Maxwell Knight was the original “M”, a spy-runner who, with the help of young case officers, was responsible for counter-subversion and managed successfully to penetrate the British fascist movement. He was undeniably MI5’s most gifted agent-runner, and his sixth sense for enlisting would-be talented agents lead to him recruiting Joan Miller from within MI5 to his own department, B5(b), which consisted of a team of handpicked agents known as “Knight’s Black Agents” – an amalgam of the surname “Knight”, Shakespeare’s Macbeth and the dark, counter-subversion world and the predatory figures they encountered:

MACBETH: Act 3, Scene 2.
Good things of day begin to droop and drowse;
While night’s black agents to their preys do rouse.

He championed the recruitment of female spies; Joan Gray (Miss X) was to break the Woolwich Arsenal spy case in 1938; a different Joan, Joan Miller, helped him make his name within MI5 by uncovering a plot to prevent the entry of America into the World War II. (This was to become one of his greatest coups, earning him his reputation for getting the job done).

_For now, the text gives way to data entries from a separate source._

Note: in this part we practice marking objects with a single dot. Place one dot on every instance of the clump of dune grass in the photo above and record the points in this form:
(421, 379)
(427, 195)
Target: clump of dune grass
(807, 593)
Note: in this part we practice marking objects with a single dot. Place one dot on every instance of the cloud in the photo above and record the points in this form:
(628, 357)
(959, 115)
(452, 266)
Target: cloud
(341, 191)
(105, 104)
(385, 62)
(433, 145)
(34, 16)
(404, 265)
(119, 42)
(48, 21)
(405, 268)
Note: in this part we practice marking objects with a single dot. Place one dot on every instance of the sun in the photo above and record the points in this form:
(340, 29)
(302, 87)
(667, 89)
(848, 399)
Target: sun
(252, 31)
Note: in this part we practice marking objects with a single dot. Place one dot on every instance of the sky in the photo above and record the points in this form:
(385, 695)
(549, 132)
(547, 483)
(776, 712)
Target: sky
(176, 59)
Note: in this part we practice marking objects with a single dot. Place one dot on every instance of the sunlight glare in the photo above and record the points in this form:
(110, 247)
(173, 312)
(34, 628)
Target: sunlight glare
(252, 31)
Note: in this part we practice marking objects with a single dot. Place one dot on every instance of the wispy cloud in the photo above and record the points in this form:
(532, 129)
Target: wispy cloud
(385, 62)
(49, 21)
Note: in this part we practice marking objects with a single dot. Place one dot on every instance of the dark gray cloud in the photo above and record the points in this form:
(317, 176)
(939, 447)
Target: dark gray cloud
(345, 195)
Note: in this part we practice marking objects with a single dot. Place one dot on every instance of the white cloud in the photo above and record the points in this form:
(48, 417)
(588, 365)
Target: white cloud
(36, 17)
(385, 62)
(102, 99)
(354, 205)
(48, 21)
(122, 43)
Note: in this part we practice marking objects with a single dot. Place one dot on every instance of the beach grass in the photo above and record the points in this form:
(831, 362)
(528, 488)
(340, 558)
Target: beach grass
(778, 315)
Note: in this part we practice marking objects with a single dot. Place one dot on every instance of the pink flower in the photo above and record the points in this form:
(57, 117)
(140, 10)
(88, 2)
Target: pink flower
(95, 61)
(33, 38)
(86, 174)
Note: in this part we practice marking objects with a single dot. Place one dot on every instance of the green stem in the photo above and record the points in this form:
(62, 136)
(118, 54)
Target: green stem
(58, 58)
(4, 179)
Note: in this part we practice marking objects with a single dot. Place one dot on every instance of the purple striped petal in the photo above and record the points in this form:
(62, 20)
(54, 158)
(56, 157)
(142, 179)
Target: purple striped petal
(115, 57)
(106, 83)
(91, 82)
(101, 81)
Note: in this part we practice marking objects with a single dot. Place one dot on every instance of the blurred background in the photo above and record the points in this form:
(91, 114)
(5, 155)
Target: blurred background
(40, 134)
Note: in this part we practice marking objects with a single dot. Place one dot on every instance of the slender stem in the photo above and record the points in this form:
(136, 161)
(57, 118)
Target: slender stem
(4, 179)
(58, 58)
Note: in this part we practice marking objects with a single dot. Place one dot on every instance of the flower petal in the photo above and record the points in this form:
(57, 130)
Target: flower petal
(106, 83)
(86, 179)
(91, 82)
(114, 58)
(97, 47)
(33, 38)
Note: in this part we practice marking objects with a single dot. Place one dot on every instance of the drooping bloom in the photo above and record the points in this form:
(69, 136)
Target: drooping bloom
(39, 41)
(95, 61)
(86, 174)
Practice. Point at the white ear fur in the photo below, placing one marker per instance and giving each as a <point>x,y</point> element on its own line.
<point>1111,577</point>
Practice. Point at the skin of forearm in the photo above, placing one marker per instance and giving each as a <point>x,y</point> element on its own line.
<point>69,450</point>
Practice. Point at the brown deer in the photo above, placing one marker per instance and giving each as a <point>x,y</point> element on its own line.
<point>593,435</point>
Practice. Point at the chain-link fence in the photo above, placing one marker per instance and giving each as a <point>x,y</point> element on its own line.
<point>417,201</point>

The National Archives released (2014) information that Knight’s B5(b) was engaged during the Second World War in what was to become known as the “Jack King” case. The significance of this case is that it for the first time revealed that Britain had a virulent growth of fifth column sympathisers during the Second World War who were prepared to pave the way for Nazi occupation of Britain. Thankfully, Maxwell Knight had the foresight to recruit the right person for the job; this time, it was Eric Arthur Roberts, a Bank Clerk employed by Westminster Bank. Whatever Knight could see in Roberts, his employer, Westminster Bank, could not, as they wrote to the Security Service asking that they explain what particular talent Roberts possessed, because they hadn’t seen any for themselves!

It’s fascinating to think that during these key events he remained a committed amateur naturalist and became an early environmentalist. What made him a talented spy-runner and prepared him for the challenges he faced as ‘M’ were the observational skills and ability to look deep into nature and these talents were honed as a child – inspired by his father – and sharpened by the scout movement, which is where he was awarded his naturalist badge when he was just twelve years old.